Namun tampaknya tak semudah itu. Beberapa hari yang lalu saya memajang sebuah foto status di Whatsapp. Yang saya dapatkan bukan komentar baik-baik, malah komentar "Kok bajunya ga bagus? Kok rambutnya berantakan? Potong sedikit dong, rapi sedikit kenapa? Bajunya kok lusuh sih! " dari salah-satu kerabat yang namanya tak perlu saya sebutkan demi netiquette.

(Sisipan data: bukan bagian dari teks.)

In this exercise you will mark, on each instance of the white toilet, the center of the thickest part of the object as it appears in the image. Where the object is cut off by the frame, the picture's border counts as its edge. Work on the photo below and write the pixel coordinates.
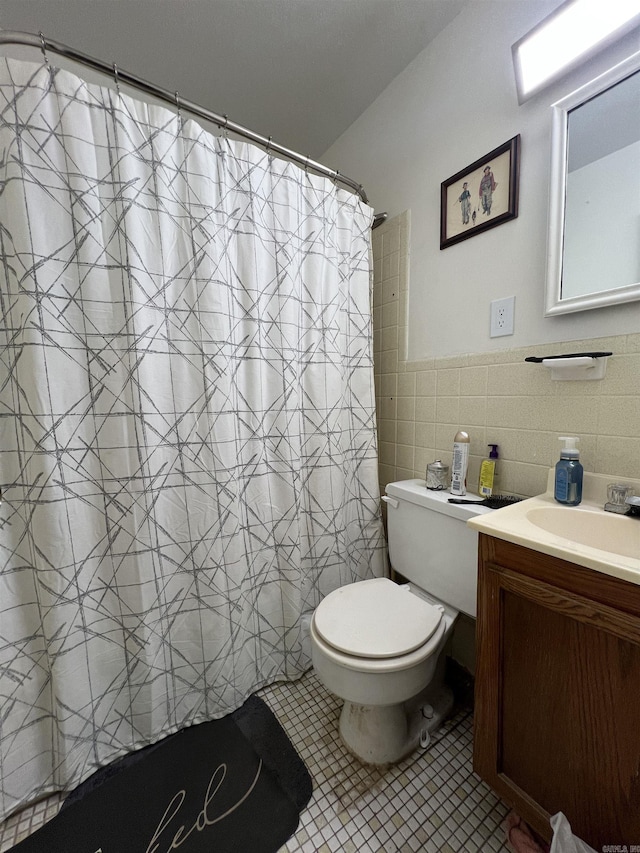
(379, 646)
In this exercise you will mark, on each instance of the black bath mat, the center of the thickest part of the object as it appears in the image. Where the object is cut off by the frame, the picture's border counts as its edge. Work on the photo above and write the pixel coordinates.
(234, 785)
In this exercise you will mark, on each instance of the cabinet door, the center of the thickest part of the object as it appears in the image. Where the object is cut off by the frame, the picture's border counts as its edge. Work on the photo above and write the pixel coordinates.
(557, 710)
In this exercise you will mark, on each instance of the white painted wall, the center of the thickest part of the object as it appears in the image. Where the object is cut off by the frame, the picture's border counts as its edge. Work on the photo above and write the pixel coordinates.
(452, 105)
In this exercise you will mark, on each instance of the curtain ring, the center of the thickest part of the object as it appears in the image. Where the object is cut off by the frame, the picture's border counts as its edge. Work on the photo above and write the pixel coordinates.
(43, 47)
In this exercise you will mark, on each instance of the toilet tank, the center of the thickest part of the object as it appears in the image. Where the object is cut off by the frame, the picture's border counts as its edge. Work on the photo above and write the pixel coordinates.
(430, 544)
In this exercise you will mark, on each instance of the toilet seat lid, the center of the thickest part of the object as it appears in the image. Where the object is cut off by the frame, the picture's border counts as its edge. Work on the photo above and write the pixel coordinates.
(375, 619)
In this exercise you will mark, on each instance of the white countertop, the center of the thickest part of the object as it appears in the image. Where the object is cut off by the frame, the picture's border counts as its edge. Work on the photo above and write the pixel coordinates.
(585, 535)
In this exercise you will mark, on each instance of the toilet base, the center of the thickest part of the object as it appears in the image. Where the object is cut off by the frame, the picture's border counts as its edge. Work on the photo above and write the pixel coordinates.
(385, 734)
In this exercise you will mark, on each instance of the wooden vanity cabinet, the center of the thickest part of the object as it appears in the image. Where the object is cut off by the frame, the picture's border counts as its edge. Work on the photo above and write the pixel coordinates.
(557, 692)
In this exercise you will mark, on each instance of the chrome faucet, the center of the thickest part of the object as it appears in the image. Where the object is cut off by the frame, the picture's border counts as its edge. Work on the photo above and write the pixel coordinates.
(634, 506)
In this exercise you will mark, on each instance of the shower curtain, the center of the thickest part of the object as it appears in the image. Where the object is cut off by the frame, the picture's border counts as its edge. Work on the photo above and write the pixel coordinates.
(187, 439)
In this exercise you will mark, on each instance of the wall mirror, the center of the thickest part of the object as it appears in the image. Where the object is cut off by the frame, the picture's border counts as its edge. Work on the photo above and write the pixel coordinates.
(594, 219)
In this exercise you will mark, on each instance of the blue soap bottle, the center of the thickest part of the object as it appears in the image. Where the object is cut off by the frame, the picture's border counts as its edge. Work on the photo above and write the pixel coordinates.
(568, 480)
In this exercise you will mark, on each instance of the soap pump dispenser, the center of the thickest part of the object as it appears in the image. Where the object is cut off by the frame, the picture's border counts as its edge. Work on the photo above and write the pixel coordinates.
(568, 479)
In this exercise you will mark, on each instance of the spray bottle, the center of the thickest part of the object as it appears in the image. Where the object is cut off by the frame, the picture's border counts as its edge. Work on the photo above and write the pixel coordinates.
(487, 482)
(460, 463)
(568, 480)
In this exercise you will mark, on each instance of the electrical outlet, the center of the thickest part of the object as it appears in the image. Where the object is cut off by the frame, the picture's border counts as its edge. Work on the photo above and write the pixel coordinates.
(502, 311)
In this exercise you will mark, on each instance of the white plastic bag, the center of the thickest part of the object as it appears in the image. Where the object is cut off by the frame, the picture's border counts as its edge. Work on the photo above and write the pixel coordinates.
(564, 841)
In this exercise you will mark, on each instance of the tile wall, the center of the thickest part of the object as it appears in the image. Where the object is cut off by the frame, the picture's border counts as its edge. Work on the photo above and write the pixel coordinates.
(496, 397)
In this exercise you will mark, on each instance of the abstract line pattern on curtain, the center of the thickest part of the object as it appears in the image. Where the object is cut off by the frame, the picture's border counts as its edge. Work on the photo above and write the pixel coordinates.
(187, 435)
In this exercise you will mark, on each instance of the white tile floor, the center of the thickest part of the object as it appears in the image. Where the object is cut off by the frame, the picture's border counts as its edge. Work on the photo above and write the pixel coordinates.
(431, 802)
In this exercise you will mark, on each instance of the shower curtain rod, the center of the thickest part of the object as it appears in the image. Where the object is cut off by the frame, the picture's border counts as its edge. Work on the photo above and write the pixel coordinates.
(8, 37)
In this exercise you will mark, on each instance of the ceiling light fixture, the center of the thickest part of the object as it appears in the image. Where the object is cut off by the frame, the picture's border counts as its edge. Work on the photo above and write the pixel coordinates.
(561, 41)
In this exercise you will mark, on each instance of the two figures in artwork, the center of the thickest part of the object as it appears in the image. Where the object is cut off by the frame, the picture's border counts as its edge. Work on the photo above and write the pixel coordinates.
(485, 194)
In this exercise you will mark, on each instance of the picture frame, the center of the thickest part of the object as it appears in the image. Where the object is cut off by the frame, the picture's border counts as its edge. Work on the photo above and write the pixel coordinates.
(481, 196)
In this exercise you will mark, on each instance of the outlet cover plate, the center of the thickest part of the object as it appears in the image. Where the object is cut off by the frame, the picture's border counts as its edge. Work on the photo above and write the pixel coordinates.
(502, 312)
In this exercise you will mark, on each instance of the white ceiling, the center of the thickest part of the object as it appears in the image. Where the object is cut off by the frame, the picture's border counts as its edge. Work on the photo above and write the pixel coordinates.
(300, 71)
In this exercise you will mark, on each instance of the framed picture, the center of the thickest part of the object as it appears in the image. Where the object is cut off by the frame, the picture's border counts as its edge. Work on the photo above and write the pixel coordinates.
(483, 195)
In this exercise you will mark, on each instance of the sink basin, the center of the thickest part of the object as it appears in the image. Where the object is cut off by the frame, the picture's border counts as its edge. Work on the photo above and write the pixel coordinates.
(585, 534)
(605, 531)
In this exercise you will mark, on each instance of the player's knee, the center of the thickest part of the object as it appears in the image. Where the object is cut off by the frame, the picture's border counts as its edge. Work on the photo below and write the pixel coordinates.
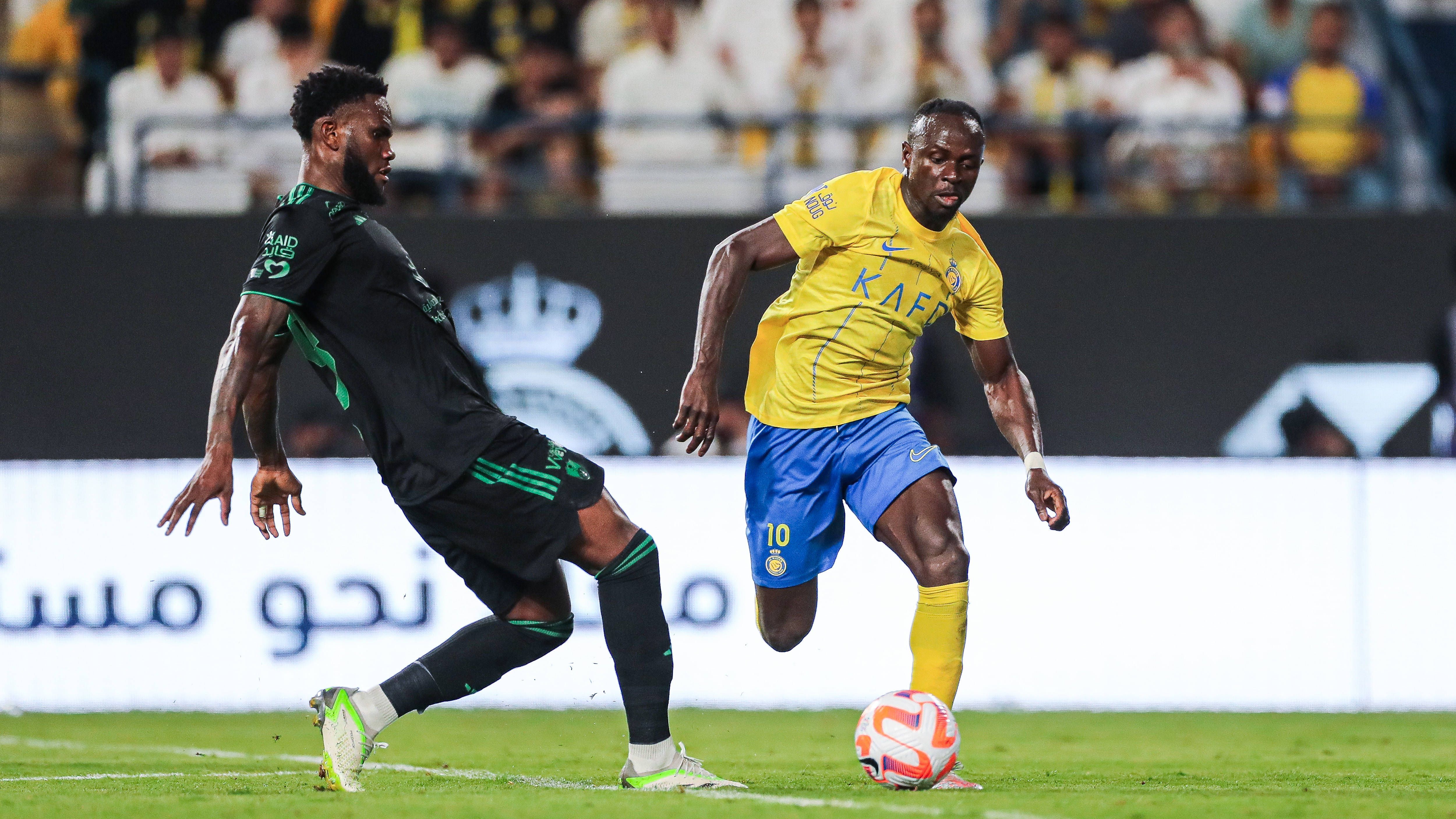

Padahal itu dalam rangka acara dadakan pas menjelang pulang kantor. Siapa yang sempat sisir-sisir rambut, apalagi rapi baju, maklum kantor kami informal, cuma pabrik di pinggiran kota, bukan kantor gedongan ber-lift ala Sudirman-Thamrin dimana karyawan harus pakai hak tinggi, setelan dasi dan baju rapi seperti di drakor-drakor. Buat kami, baju kaos dan sendal jepit sudah biasa, jadi jarang banget dandan rapi kecuali ketemu klien. Apalagi saya yang notabene nyentrik, pekerja seni, si pendiam di belakang layar.
Rasanya dikomentari begitu bikin saya agak kapok pajang foto, karena saya memang bukan orang yang showy alias suka selfie, gak merasa diri cantik, dan lain sebagainya. Lain kali saya pajang foto avatar atau karya saya sajalah, biar lebih enak dipandang.
Alasan si pengkritik sebenarnya baik, kalau bukan baik banget. "Karena peduli. Karena tak mau kamu diam-diam diomongin orang." Tapi penampilan bagi saya, juga bagi sebagian orang pun, memang penting tapi bukan segalanya. Yang penting sopan, tak menggoda suami orang atau laki-laki lain, dan tak juga seperti gelandangan-gelandangan amat.
Bila semua orang senang mengkritik demikian, coba pikirkan, betapa banyak ketidaksempurnaan kita akan terungkap.
Saya rasa bahkan lebih banyak contoh lebih parah di media sosial. Badan gemuk sedikit, baju kurang bagus sedikit, dan lain-lain. Bahkan artis dan selebritis yang tampil sempurna pun bisa sesekali, atau malah lebih sering, tersandung komentar jahat.
Selama apa yang kita kenakan atau lakukan tidak mengganggu atau merugikan orang lain, saya rasa, dalam pendapat pribadi ter-humble saya, sah-sah saja. Bila tak suka, mbok ya skip saja.
Apalagi bila zaman sekarang ada konteks yang bernama body shaming, mungkin ini bisa dikategorikan seperti itu. Saya sih tak mau memperperpanjang masalah, apalagi si pengkritik tipe orang yang suka ngomong tapi dirinya sendiri tak mau dikomentari.
Sadarkah kita, bahwa kritik yang dialasi demi kebaikan pun, kadang bisa membuat orang lain depresi. Syukur-syukur bila ia tidak begitu, bisa menerima masukan kita. Namun tak semua orang bisa bilang "Iya, ya, oke, saya mau berubah, saya akan jadi lebih rapih/kurus/cantik/lebih baik!" dan  berubah semudah itu. Jadi, mari sebelum berkomentar, coba kita refleksikan dulu, apakah diri kita sendiri sudah baik, sempurna, dan selalu tampil all-out? Bila badan sendiri belum body goal, sikap masih mencla-mencle, mungkin diam saja adalah pilihan terbaik.